In 2006 my grandfather, Richard Bennett, was diagnosed with Alzheimer's. At the time I was four, growing up with my mom and my new little brother Benny. My grandfather was my best friend. My grandma and I used to pretend we had a cooking show. I’d make Papa stand in the corner because I learned from Rachel Ray that a chef never turns their back on the camera. I remember how we would fight over who got to sleep in the bunk bed, even though he was always gonna let me win. The opportunities that came with being his granddaughter were awesome. Getting into the Country Club and all the cool stories of how we met celebrities because of his amazing jobs. I was proud to call him my grandfather because he was the coolest man on this planet. Around the age of 11,  I started to realize that he wasn’t the same as he was when I was little. Of course he was always astonishing , he was just: different. Lucky for my family his Alzheimer's didn’t happen so rapidly. We got to enjoy the little things with him until they started to fade away like a sunset.

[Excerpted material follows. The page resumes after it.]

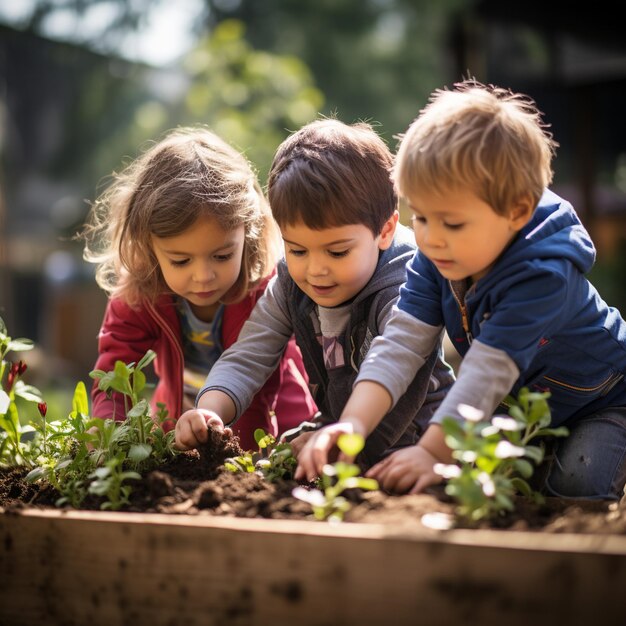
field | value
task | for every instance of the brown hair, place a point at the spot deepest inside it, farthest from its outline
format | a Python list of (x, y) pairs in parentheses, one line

I missed when he would take me to Barnes & Noble and buy me a chocolate chip cookie. Since I couldn’t drink coffee at the age of 2, he would put milk in a coffee cup so I could feel like a big kid. He was so amazing. Through time he became more aggressive and less like himself. Every day I’d see him and say “oh he’s a lot worse,” - not realizing the years that were coming in my future. We finally put him in Silverado, a memory care facility. The people there were amazing and we could not have done it without them. But it was hard going to see him knowing that he wasn’t the same Papa I had when I was younger.

The memories from the past were being blurred by the future of heartache. He got worse to the point to where he would mumble and he couldn’t do anything himself. One day he fell out of his bed and landed on his hip which caused the fracture and led to surgery. Many people would say that that’s the turning point to where the person you love is going to pass. But my grandfather’s health was amazing. It was just his mind that was gone. So he recovered from the surgery but then he started to feel sick which led him to being at the hospital again. He was in the hospital for a few weeks. On September 19th of 2018 at 4:45 my grandfather passed away. I was holding his right hand and during that dreaded moment I realized he wasn’t leaving us, he was going to see the Lord. Watching my Mom and my Grandma cry broke me. All of a sudden all of the memories from the past that were blurred from the future became clear.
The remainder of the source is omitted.